March 8th, 2008 by Martin

Gravel #1 - wrap I read Gravel #0 and Gravel #1 just now, without any prior knowledge of the character or universe. Each issue gives you a complete story, while still tying in with a larger story arc about “The Sigsand Manuscript”. The tone of these comics is dark, featuring regular killings and gore, so if that’s the kind of thing you actively dislike, stay away, but otherwise the story seems to be fairly well written and compelling.

What I didn’t know, until I read through Issue #1 and found an ad at the back, was that Ellis has written about William Gravel before!

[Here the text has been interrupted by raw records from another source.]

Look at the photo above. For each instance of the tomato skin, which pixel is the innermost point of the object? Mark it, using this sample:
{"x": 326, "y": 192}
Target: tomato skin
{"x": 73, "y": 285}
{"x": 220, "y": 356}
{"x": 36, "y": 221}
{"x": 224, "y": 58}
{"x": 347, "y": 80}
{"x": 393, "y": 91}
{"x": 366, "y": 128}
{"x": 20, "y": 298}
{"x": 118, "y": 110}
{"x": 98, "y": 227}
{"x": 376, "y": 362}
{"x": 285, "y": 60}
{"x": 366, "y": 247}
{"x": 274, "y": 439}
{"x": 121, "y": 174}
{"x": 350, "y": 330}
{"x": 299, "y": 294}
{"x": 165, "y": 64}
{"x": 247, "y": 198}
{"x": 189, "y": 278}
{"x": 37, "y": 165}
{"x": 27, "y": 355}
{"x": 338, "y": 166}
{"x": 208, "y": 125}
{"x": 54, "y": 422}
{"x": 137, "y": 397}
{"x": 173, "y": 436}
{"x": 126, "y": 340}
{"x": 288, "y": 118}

Apparently the character was created for Strange Kiss, a three issue b&w miniseries that went on to inspire another three issue b&w series called Stranger Kisses. I am now tempted to find copies of these to read (hopefully from the library).

Gravel #0The character William Gravel is a “battle mage”, which, aside from making it sound like Ellis made up him up while playing D&D, actually makes for a pretty interesting premise. He’s basically in some special arm of the British armed forces, one that has no qualms whatsoever assassinating terrorists in Issue #0. Gravel does this in the first few pages without being seen, and then we get to the beginning of the real plot which loosely revolves around the “rediscovery” of the aforementioned Sigsand Manuscript.

The Avatar Press website page about the new Gravel series invites you to google for “The Sigsand Manuscript”, Thomas Carnacki and William Hope Hodgson. A good summary can be found over at the wikipedia page on Carnacki, who was author Hodgson’s creation. It’s all sounds very Lovecraftian, and maybe (since I finally read The Call of Cthulhu last month) this is the year for that. I’m tempted to also find a copy of Carnacki the Ghost-Finder when I make that trip to the library.